නමුත් අනුරූ සමඟ වැඩකිරීමෙන් ජීවිතයෙන් යමක් ලබා ගන්න.
රඟ පෑම වෙනුවට, හුදෙක් පවතින්න
End of Battle was born from the desire to approach, through cinema, an imaginary and a human landscape that I had long known only from a distance. My relationship with Sri Lanka was shaped first and foremost through images, stories, and cinematic forms. It was not about recovering an origin, but about searching for a possible relationship with a history, with bodies, with traces.
Over time, this gaze turned toward popular cinema, which more than any other seemed capable of holding together emotional intensity and social tension. In this cinema, melodrama is not just a narrative code, but a way of organizing life. Emotions are not reduced or contained, but pushed to their limits: love, loss, sacrifice, separation become the point where individual life intersects with family, social class, labor, and the relationship to land. It is a cinema in which feelings do not conceal reality, but make it more visible.

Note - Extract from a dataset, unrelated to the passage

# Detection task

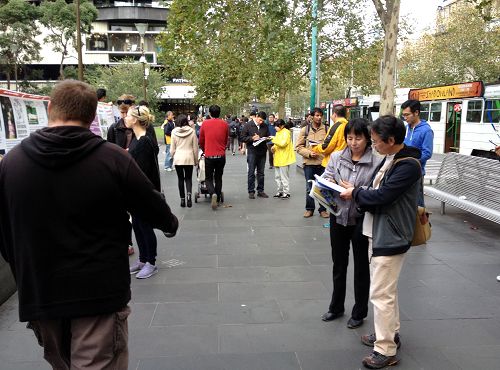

Meeting Swarna gave the film its direction. Her connection to Sinhala popular cinema and her unfulfilled desire to become an actress showed me where to begin. End of Battle does not attempt to tell her whole life, but moves within a desire that has remained open, trying to set it in motion again.
With Aravinda D. Vidya, we looked for an essential form, one that could remain close to people and places. We lived in the village for several months and shot the film on our own, just the two of us, choosing a light dispositif that would leave room for time, listening, and the unexpected.
Through Swarna, I also encountered the cinema of Sena Samarasinha, in particular Chanchala Rekha. Those images entered the film not as quotation, but as a living presence, to the point where the boundary between cinematic memory and lived experience became uncertain.
The film thus took the shape of an intimate fragment traversed by contemporary Sri Lanka: rain, construction sites, rice fields, a country in transformation, and a woman who continues to measure herself against an image of herself that was never fulfilled. Rather than explaining, I was interested in staying close to this movement.